Un alquimista pervertido

Las fotos que lo muestran repartiendo volantes en un pueblito de Córdoba resumen el crítico momento que viven Álvaro Uribe, el Gobierno y el Centro Democrático. Veamos.

Duque registra una favorabilidad del 22 % y Uribe del 19 %, su guarismo más bajo en lo que va del siglo. El retorno de las masacres y el duro informe de la ONU sobre los excesos de fuerza de la policía en el manejo de la protesta social nos dejan ante el mundo por debajo de “democracias” como la cubana, la venezolana y la nicaragüense.

El ataque de Uribe contra Daniel Quintero sufrió un duro revés esta semana, cuando el Consejo Nacional Electoral suspendió la certificación de la revocatoria del alcalde.

No pasa una semana sin que los escándalos de corrupción en el alto Gobierno irriten a la opinión pública. Al caso Abudinen, una bofetada contra la población escolar más vulnerable, se suman los líos de los asesores que montan emprendimientos con sus cónyuges y acumulan decenas de contratos en las narices de altos funcionarios de la Casa de Nariño.

Luego de raponearle la candidatura a María Fernanda Cabal en un turbio proceso interno del partido, ¡Óscar Iván Zuluaga recibe el portazo de la coalición de la derecha!

En noviembre, la Corte Constitucional decidió que Uribe sigue formalmente imputado en el proceso que se le sigue por manipulación de testigos. Le falló la jugadita de renunciar a su curul y refugiarse en el burladero de la Fiscalía para anular las investigaciones de la Corte Suprema de Justicia (se quedó sin la curul y sin la ternera).
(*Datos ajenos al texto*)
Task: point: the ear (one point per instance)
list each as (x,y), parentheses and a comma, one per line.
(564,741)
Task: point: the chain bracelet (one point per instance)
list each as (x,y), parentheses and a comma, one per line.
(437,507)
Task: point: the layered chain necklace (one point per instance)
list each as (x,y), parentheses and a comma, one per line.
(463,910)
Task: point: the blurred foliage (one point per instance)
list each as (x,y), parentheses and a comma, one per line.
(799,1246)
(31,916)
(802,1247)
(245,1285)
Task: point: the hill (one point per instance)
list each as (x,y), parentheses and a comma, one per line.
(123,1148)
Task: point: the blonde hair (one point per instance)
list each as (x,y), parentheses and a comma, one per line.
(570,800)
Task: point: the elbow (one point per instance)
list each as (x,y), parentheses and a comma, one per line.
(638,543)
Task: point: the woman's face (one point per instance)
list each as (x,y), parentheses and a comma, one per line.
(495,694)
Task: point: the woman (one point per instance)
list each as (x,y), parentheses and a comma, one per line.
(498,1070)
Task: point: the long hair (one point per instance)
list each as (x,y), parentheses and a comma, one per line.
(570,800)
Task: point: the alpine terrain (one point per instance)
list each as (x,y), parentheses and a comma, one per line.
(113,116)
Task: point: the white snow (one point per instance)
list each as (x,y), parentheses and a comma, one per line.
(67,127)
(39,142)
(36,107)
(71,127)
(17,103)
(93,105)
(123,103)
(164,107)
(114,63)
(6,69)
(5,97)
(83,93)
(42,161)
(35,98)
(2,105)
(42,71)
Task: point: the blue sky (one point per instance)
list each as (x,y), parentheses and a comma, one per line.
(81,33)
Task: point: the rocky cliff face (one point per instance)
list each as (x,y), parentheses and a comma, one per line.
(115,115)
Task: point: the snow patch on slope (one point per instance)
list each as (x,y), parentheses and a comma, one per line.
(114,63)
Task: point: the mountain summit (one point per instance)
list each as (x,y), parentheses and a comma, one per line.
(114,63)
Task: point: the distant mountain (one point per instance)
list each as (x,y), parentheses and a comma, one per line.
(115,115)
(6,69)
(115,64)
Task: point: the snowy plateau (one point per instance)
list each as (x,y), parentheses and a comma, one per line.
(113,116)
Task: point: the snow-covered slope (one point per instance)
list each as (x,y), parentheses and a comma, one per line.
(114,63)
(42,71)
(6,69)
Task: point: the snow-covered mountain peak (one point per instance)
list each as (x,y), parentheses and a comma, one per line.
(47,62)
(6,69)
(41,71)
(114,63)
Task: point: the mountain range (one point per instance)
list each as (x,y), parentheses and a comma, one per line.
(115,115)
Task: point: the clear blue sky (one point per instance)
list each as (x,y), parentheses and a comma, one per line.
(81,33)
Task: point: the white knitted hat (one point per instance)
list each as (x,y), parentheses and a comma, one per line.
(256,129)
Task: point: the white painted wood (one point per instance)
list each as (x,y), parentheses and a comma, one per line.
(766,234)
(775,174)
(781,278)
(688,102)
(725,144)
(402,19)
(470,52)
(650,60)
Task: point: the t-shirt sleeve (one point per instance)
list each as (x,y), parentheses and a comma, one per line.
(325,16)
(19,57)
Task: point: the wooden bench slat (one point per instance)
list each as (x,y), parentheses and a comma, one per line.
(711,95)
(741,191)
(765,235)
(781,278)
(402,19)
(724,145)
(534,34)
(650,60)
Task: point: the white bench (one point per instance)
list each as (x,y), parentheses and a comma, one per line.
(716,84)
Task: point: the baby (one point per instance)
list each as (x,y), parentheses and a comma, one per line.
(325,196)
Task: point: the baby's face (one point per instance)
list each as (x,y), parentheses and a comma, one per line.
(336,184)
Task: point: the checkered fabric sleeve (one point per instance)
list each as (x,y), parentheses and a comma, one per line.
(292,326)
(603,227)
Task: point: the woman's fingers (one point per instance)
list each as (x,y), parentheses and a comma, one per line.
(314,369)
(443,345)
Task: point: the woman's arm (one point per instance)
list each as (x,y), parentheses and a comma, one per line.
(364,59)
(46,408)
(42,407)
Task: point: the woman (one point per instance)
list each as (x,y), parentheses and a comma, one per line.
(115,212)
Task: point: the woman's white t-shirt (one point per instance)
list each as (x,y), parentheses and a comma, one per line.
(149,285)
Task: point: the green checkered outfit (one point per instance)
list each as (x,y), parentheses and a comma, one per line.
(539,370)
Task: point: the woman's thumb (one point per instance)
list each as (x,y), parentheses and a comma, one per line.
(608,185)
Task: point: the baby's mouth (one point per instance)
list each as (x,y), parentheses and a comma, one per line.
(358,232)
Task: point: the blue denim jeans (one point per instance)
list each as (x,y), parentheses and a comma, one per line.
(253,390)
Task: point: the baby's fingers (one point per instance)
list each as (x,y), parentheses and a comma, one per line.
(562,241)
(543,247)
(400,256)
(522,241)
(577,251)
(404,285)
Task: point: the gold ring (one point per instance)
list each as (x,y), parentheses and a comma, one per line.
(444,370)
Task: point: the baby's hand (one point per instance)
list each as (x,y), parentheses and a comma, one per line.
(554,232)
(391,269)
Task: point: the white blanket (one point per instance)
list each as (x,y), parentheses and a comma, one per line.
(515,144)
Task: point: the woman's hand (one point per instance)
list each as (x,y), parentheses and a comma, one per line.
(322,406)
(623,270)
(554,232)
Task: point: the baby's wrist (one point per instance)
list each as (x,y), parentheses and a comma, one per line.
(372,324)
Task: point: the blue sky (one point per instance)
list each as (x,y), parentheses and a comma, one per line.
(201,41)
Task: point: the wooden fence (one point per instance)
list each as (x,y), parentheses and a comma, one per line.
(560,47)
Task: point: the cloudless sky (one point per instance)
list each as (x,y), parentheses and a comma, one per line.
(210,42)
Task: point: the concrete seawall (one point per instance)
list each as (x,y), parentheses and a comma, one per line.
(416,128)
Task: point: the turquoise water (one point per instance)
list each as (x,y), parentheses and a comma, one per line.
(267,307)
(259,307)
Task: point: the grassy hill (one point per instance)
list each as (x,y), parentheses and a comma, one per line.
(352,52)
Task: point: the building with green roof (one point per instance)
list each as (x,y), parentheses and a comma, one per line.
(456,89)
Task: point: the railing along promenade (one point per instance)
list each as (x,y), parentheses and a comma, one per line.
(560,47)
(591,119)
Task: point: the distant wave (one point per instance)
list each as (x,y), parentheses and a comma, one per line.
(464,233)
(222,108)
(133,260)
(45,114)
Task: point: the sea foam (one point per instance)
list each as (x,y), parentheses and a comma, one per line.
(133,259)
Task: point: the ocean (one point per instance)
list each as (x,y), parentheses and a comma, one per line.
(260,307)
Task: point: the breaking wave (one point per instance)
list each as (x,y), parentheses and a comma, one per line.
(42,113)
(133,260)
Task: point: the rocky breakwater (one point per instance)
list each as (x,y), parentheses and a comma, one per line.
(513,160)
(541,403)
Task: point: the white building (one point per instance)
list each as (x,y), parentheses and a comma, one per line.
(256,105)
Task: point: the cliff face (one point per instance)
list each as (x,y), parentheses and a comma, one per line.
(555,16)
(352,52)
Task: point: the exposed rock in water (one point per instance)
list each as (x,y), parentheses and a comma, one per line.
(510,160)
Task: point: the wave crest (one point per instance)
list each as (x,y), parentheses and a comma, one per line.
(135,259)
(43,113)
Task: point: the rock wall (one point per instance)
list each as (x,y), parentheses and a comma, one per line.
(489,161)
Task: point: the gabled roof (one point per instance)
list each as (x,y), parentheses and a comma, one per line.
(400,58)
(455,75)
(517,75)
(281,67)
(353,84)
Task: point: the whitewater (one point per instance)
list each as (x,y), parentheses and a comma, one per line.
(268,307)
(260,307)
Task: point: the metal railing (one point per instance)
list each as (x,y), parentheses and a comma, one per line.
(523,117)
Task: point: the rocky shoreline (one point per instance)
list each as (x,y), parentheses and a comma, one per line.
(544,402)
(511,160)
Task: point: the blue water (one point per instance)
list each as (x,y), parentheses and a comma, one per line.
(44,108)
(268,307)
Y esta semana estalló la bomba. Benito Osorio, exgobernador de Córdoba, declaró ante la JEP que José Félix Lafaurie fue enviado por el Gobierno a pedirle dinero a Mancuso para la campaña de Mario Iguarán a la Fiscalía en 2005. Su versión coincide con la del narcotraficante Jhony Cano, fue corroborada por el propio Mancuso y está en línea con un cable de Wikileaks donde William Brownfield, entonces embajador en Colombia, le confía a Washington su temor de que Iguarán sea elegido fiscal con financiación paramilitar. Y coincide con el nombramiento de la esposa de Lafaurie, María Fernanda Cabal, en 2005 en la Fiscalía, donde trabajó hasta 2007, cuando fue despedida por informaciones filtradas a la mafia desde su despacho. Y coincide, oh, sorpresa, con los pobrísimos resultados de la Fiscalía de Iguarán contra los paramilitares.

P. D. Uribe será recordado como un desperdicio monumental. Lo tuvo todo para cambiar el curso de nuestra historia: inteligencia, conocimiento del país, apoyo popular, de los industriales, los militares y los medios, crecimiento económico, victorias rotundas sobre la guerrilla y muchos años de indiscutido liderazgo nacional. Con paciencia benedictina, Uribe reunió estos terrones de oro, los cocinó a fuego vivo en el crisol del odio y la avaricia y obtuvo luego de muchas lunas esta fantástica mezcla de sangre, mierda y babas en que hoy chapaleamos.

P. D. II. Cuando lo acusan de complicidad con el paramilitarismo, Uribe saca lo que considera su as: “Soy inocente. Recuerden que fui yo quien extraditó a los jefes paramilitares”. Con esta lógica, tendríamos que aceptar que Ernesto Samper no sabía nada de aquello, como lo prueba el hecho de que fue él quien capturó a los Rodríguez Orejuela.

P. D. III. “Los tres huevitos” de este culebrero estaban pichos: la Seguridad Democrática se redujo a cambiar el horror guerrillero por el horror paramilitar. La confianza inversionista consistió en feriar los recursos naturales y las mejores empresas del Estado. Y la cohesión social es esa rabia empozada que llamamos polarización.

Adiós, Uribe, hasta siempre, maligno. ¡Que Dios te perdone!